David French is a writer at National Review who I often enjoy reading. At some point in the last year or so I because aware that he had an adopted daughter who was black and that he was taking a lot of heat on social media from people who consider this a sin of some kind. Yesterday, French wrote a piece for the Atlantic describing his experiences being harassed, sometimes on social media and sometimes in real life, by both the left and the right. As French explains, this story started with personal convictions based upon his faith:

I’m an evangelical Christian, and ever since I was a young man, two Bible verses have tugged at my soul. The first comes from the Book of James, and defines “pure” religious practice in part as looking after “widows and orphans in their distress.” The second, from the Book of Galatians, declares an eternal truth: “There is neither Jew nor Gentile, neither slave nor free, nor is there male and female, for you are all one in Christ Jesus.” As a result, my wife and I not only felt called to adopt, but we believed that race was no barrier to unity for a family of genuine faith.

And so, in the summer of 2010, we journeyed to Addis Ababa, Ethiopia, to pick up our youngest child, Naomi Konjit French…

French adopted in 2010 but he describes the cultural backlash that began to build soon after on the left:

In 2013, Kathryn Joyce, a writer and journalist who studies and reports on American evangelical Christianity, published a book called The Child Catchers: Rescue, Trafficking, and the New Gospel of Adoption. It was a blistering attack on the evangelical adoption movement, claiming that the adoption industry was rife with corruption and that Evangelicals were in the grips of an ominous “orphan fever” motivated primarily by a desire to evangelize orphan children. The book received significant coverage. Joyce wrote essays in The New York Times Sunday Review and Mother Jones. She was interviewed on NPR’s Fresh Air.

We quickly discovered that if you’re the white parents of an adopted black child, and you’re in the public eye at all, men and women will viciously criticize you for having the audacity to believe that you can raise your kid. At times, the criticism was direct and personal—most of it directed at my wife. It was one thing to face hostile comments on blogs or random tweets. It was another to face angry direct messages and sometimes-tense personal encounters in public. Family and friends were aghast. Look at what the left does and says to loving families, we remarked to one another.

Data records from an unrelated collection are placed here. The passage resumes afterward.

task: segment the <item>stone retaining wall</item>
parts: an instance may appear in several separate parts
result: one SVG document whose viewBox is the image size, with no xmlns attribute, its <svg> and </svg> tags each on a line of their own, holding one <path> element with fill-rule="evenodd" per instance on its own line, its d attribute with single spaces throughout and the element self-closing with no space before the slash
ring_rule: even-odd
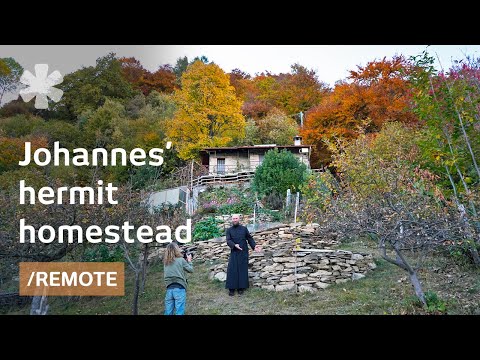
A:
<svg viewBox="0 0 480 360">
<path fill-rule="evenodd" d="M 358 280 L 376 267 L 371 254 L 335 250 L 335 234 L 317 235 L 318 224 L 283 224 L 253 233 L 261 252 L 250 251 L 251 285 L 268 290 L 316 291 L 334 283 Z M 299 240 L 297 240 L 299 239 Z M 196 261 L 211 263 L 210 279 L 226 280 L 230 248 L 225 237 L 185 247 Z"/>
</svg>

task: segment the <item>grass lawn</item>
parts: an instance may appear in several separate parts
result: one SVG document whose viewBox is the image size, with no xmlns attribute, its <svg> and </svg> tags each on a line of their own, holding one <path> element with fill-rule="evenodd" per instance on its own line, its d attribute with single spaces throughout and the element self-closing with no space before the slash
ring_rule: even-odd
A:
<svg viewBox="0 0 480 360">
<path fill-rule="evenodd" d="M 345 246 L 346 245 L 346 246 Z M 362 243 L 343 244 L 342 249 L 367 250 Z M 369 249 L 373 252 L 373 249 Z M 186 313 L 189 315 L 320 315 L 320 314 L 426 314 L 445 313 L 422 309 L 413 296 L 407 274 L 376 258 L 377 268 L 366 278 L 332 285 L 315 293 L 272 292 L 250 288 L 244 295 L 228 296 L 224 284 L 208 279 L 210 264 L 195 264 L 189 276 Z M 480 314 L 480 272 L 434 258 L 422 271 L 424 291 L 434 291 L 446 304 L 448 314 Z M 165 286 L 162 264 L 149 268 L 145 292 L 140 295 L 140 314 L 162 314 Z M 125 297 L 88 297 L 76 300 L 51 298 L 50 314 L 130 314 L 133 277 L 127 276 Z M 28 314 L 28 307 L 10 314 Z"/>
</svg>

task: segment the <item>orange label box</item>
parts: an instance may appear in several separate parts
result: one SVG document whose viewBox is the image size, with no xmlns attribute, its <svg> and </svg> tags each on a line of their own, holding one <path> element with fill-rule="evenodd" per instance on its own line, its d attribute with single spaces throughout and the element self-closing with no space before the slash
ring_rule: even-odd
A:
<svg viewBox="0 0 480 360">
<path fill-rule="evenodd" d="M 20 296 L 124 296 L 122 262 L 21 262 Z"/>
</svg>

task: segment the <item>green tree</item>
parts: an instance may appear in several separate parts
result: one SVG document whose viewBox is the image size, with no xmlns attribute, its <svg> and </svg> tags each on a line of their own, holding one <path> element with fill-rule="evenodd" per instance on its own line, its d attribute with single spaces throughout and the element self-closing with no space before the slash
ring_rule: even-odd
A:
<svg viewBox="0 0 480 360">
<path fill-rule="evenodd" d="M 95 66 L 65 75 L 58 87 L 64 94 L 62 100 L 54 105 L 54 114 L 72 121 L 84 112 L 95 111 L 108 98 L 124 103 L 134 95 L 132 85 L 124 77 L 122 64 L 114 53 L 97 59 Z"/>
<path fill-rule="evenodd" d="M 0 59 L 0 105 L 2 105 L 3 95 L 18 88 L 22 73 L 23 67 L 15 59 Z"/>
<path fill-rule="evenodd" d="M 307 167 L 288 150 L 269 150 L 262 164 L 257 167 L 253 186 L 263 195 L 286 194 L 288 189 L 297 191 L 304 183 Z"/>
</svg>

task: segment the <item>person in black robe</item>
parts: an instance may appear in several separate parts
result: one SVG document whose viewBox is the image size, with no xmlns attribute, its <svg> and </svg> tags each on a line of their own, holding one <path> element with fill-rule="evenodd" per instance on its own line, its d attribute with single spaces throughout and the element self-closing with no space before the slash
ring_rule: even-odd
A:
<svg viewBox="0 0 480 360">
<path fill-rule="evenodd" d="M 233 296 L 235 290 L 238 294 L 248 288 L 248 245 L 252 250 L 260 251 L 259 245 L 255 244 L 248 229 L 240 225 L 239 215 L 232 216 L 232 226 L 227 230 L 227 245 L 230 247 L 230 257 L 227 267 L 227 282 L 225 288 L 228 295 Z M 247 245 L 248 241 L 248 245 Z"/>
</svg>

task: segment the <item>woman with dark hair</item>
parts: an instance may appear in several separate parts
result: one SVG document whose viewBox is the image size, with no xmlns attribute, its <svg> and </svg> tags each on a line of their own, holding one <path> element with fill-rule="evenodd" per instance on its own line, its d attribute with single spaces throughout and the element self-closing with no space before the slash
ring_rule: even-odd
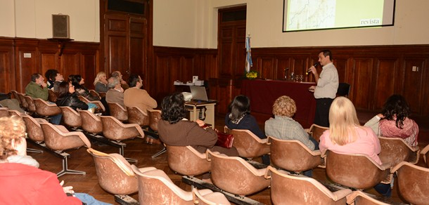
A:
<svg viewBox="0 0 429 205">
<path fill-rule="evenodd" d="M 158 133 L 162 143 L 172 146 L 191 145 L 200 153 L 207 149 L 229 157 L 238 156 L 235 147 L 230 149 L 214 146 L 217 134 L 211 128 L 203 126 L 204 121 L 191 121 L 185 119 L 185 100 L 181 93 L 168 95 L 162 100 L 161 120 Z"/>
<path fill-rule="evenodd" d="M 267 138 L 255 117 L 250 115 L 250 100 L 245 95 L 237 95 L 229 105 L 225 125 L 229 129 L 249 130 L 261 139 Z"/>
<path fill-rule="evenodd" d="M 58 106 L 68 106 L 76 110 L 88 110 L 88 105 L 79 100 L 75 93 L 75 86 L 68 82 L 61 82 L 58 86 L 58 96 L 56 100 Z"/>
<path fill-rule="evenodd" d="M 100 98 L 98 96 L 92 95 L 89 93 L 89 91 L 88 91 L 88 89 L 84 86 L 85 81 L 82 76 L 79 74 L 75 74 L 72 76 L 71 78 L 72 84 L 75 86 L 75 90 L 76 91 L 76 94 L 77 95 L 82 95 L 91 101 L 100 100 Z"/>
<path fill-rule="evenodd" d="M 401 138 L 411 146 L 417 146 L 418 126 L 408 118 L 411 109 L 401 95 L 392 95 L 385 102 L 381 113 L 365 124 L 374 132 L 387 138 Z"/>
</svg>

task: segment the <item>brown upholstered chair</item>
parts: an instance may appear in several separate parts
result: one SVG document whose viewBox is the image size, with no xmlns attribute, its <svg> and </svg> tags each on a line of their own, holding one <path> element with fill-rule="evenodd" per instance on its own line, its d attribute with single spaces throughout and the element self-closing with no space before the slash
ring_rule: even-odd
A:
<svg viewBox="0 0 429 205">
<path fill-rule="evenodd" d="M 140 126 L 148 126 L 149 125 L 149 115 L 141 109 L 135 106 L 127 107 L 127 112 L 129 123 L 134 123 Z"/>
<path fill-rule="evenodd" d="M 210 162 L 206 154 L 200 153 L 191 146 L 167 147 L 167 161 L 169 168 L 180 174 L 196 176 L 210 171 Z"/>
<path fill-rule="evenodd" d="M 121 140 L 134 138 L 144 138 L 144 133 L 136 124 L 123 124 L 117 119 L 111 116 L 101 116 L 103 124 L 103 135 L 110 140 L 120 142 Z M 120 143 L 120 154 L 124 156 L 124 147 L 127 145 Z M 137 160 L 127 158 L 129 161 L 136 162 Z"/>
<path fill-rule="evenodd" d="M 429 168 L 402 161 L 396 172 L 399 194 L 411 204 L 429 204 Z"/>
<path fill-rule="evenodd" d="M 401 161 L 408 161 L 411 164 L 418 162 L 420 148 L 418 146 L 411 147 L 403 139 L 399 138 L 378 137 L 381 152 L 378 154 L 383 163 L 390 163 L 395 166 Z"/>
<path fill-rule="evenodd" d="M 61 113 L 61 109 L 56 104 L 49 104 L 40 98 L 33 99 L 37 114 L 49 117 Z"/>
<path fill-rule="evenodd" d="M 203 193 L 200 190 L 197 190 L 196 187 L 192 187 L 192 192 L 195 194 L 196 198 L 194 200 L 196 204 L 207 204 L 207 205 L 218 205 L 218 204 L 231 204 L 225 195 L 221 192 L 213 192 L 211 194 L 205 194 L 203 196 Z"/>
<path fill-rule="evenodd" d="M 98 93 L 98 95 L 100 96 L 100 98 L 105 98 L 105 94 L 107 94 L 107 93 L 105 93 L 105 92 L 100 92 L 100 93 Z"/>
<path fill-rule="evenodd" d="M 309 133 L 314 140 L 319 142 L 321 134 L 328 129 L 329 129 L 328 127 L 321 126 L 314 124 L 312 124 L 309 128 L 307 128 L 305 131 Z"/>
<path fill-rule="evenodd" d="M 268 144 L 271 145 L 271 163 L 287 171 L 299 173 L 314 168 L 324 162 L 319 150 L 311 150 L 298 140 L 269 136 Z"/>
<path fill-rule="evenodd" d="M 123 198 L 139 191 L 137 179 L 131 164 L 119 154 L 106 154 L 91 148 L 87 150 L 94 158 L 100 187 Z M 115 196 L 117 197 L 117 196 Z"/>
<path fill-rule="evenodd" d="M 9 117 L 9 109 L 7 107 L 0 107 L 0 117 Z"/>
<path fill-rule="evenodd" d="M 78 96 L 79 100 L 83 101 L 84 102 L 88 104 L 88 103 L 93 103 L 95 104 L 96 105 L 97 105 L 97 109 L 96 111 L 98 112 L 105 112 L 105 107 L 104 107 L 104 105 L 103 105 L 103 103 L 101 103 L 101 101 L 100 100 L 93 100 L 93 101 L 89 101 L 89 100 L 88 100 L 88 98 L 82 96 L 82 95 L 79 95 Z"/>
<path fill-rule="evenodd" d="M 48 100 L 52 102 L 56 102 L 57 99 L 57 94 L 53 91 L 48 90 Z"/>
<path fill-rule="evenodd" d="M 177 187 L 163 171 L 155 167 L 138 168 L 134 165 L 131 167 L 139 181 L 140 204 L 194 204 L 193 192 Z M 207 198 L 209 194 L 213 194 L 210 190 L 199 192 Z"/>
<path fill-rule="evenodd" d="M 347 196 L 347 204 L 354 204 L 354 205 L 388 205 L 390 204 L 386 204 L 364 193 L 361 191 L 354 191 L 352 194 Z"/>
<path fill-rule="evenodd" d="M 380 182 L 390 183 L 390 164 L 379 165 L 364 154 L 326 151 L 326 175 L 333 182 L 346 187 L 367 189 Z"/>
<path fill-rule="evenodd" d="M 265 177 L 271 178 L 274 204 L 345 204 L 345 197 L 352 193 L 349 189 L 331 192 L 314 178 L 290 175 L 271 166 L 267 168 Z"/>
<path fill-rule="evenodd" d="M 28 110 L 28 103 L 27 103 L 27 100 L 25 100 L 25 94 L 18 93 L 18 100 L 20 101 L 21 107 L 24 110 Z"/>
<path fill-rule="evenodd" d="M 88 110 L 79 110 L 82 119 L 82 128 L 93 135 L 103 132 L 103 124 L 100 117 Z"/>
<path fill-rule="evenodd" d="M 79 112 L 68 106 L 61 106 L 60 109 L 63 112 L 63 121 L 65 125 L 75 129 L 82 126 L 82 117 Z"/>
<path fill-rule="evenodd" d="M 243 158 L 228 157 L 207 150 L 211 161 L 212 182 L 217 187 L 238 195 L 248 195 L 269 186 L 264 178 L 267 168 L 257 169 Z"/>
<path fill-rule="evenodd" d="M 230 130 L 224 127 L 225 132 L 234 136 L 232 145 L 238 152 L 241 157 L 253 158 L 269 153 L 269 145 L 267 145 L 267 139 L 260 139 L 248 130 Z"/>
<path fill-rule="evenodd" d="M 78 149 L 82 146 L 91 148 L 91 143 L 82 132 L 69 132 L 63 126 L 54 126 L 50 123 L 41 123 L 46 147 L 59 154 L 63 158 L 63 170 L 57 173 L 60 177 L 66 173 L 85 174 L 84 171 L 68 169 L 68 157 L 65 150 Z"/>
<path fill-rule="evenodd" d="M 128 112 L 127 109 L 116 102 L 108 102 L 110 116 L 119 119 L 120 121 L 128 120 Z"/>
<path fill-rule="evenodd" d="M 161 119 L 161 110 L 148 110 L 149 113 L 149 127 L 154 131 L 158 131 L 158 121 Z"/>
<path fill-rule="evenodd" d="M 423 154 L 423 159 L 426 163 L 426 166 L 429 167 L 429 145 L 421 150 L 421 154 Z"/>
<path fill-rule="evenodd" d="M 44 119 L 33 118 L 27 114 L 23 115 L 22 117 L 25 124 L 28 138 L 37 144 L 43 143 L 45 138 L 40 124 L 48 123 L 48 121 Z"/>
<path fill-rule="evenodd" d="M 36 112 L 36 105 L 34 104 L 34 101 L 33 98 L 30 96 L 25 95 L 24 96 L 24 99 L 25 102 L 27 102 L 27 105 L 28 105 L 27 110 L 29 112 L 34 113 Z"/>
</svg>

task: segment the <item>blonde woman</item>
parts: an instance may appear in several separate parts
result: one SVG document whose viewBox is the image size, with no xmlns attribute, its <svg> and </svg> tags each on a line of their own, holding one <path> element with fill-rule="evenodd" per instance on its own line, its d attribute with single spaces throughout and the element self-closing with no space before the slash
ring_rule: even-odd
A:
<svg viewBox="0 0 429 205">
<path fill-rule="evenodd" d="M 97 93 L 105 93 L 108 91 L 107 87 L 108 81 L 104 72 L 99 72 L 94 80 L 94 85 L 96 86 Z"/>
<path fill-rule="evenodd" d="M 378 154 L 381 151 L 376 133 L 369 127 L 360 126 L 356 110 L 350 100 L 338 97 L 329 109 L 329 129 L 320 137 L 320 151 L 326 150 L 338 154 L 360 154 L 382 164 Z M 385 197 L 390 197 L 390 184 L 378 183 L 374 189 Z"/>
</svg>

Look at what they believe about faithful Christians.

Back in 2013, MSNBC’s Melissa Harris-Perry made waves for mocking Mitt Romney’s black grandchild. She apologized on Twitter and then issued this tearful apology on the air:

More recently, the attacks from the alt-right have been even more vicious:

The attacks on our family came less and less from the left, and increasingly from the so-called alt-right—a vicious movement of Trump-supporting white nationalists who loathe multiracial families. They despise international adoption. They call it “race-cucking your family” or “raising the enemy.” Heaven help you if they find you online, and find us they did. In part because I criticized their movement directly—and in part because I refused to support Donald Trump in 2016—they came after us with a vengeance.

They lifted pictures of my then-7-year-old daughter from social media and Photoshopped her into a gas chamber, with Donald Trump pressing the button to kill her. They put her image in slave fields. They found my wife’s blog and filled the comments section with gruesome pictures of dead or dying African Americans. They made me wish for the days when the left came after us; at least progressive critics didn’t want my daughter to die.

The good news is that French’s daughter has so far been spared all of the cruelty the left and the right can dish out. She has no idea this is happening. But the abuse has changed French’s opinion about where the country is heading. While he once held an idealist view of how people would respond to his family’s decision to adopt a child without regard to race, he now believes things are trending in a different direction.

My own take is that there seemed to be a consensus forming in America for most of my life that Martin Luther King Jr.’s dream of a culture in which people are judged based on character rather than skin color was the ideal we should strive toward. But that has changed somewhat, at least at the margins, in recent years. The left has increasingly embraced an identity politics which views everything in terms of ongoing power struggles between groups, and the right has been plagued with racists whose own brand of identity politics leads them to the same conclusions but from the other side of the dividing line.

I don’t know what percentage of the right or left buys into this sort of identity politics at the moment, but I believe it’s still a minority. The problem for French, as he points out, is that he has a relatively high profile job talking about some of these issues and that makes him a target for the extremists on both sides. Still, his story is a reminder that there are some really unpleasant consequences to the ideas being promoted on the fringes.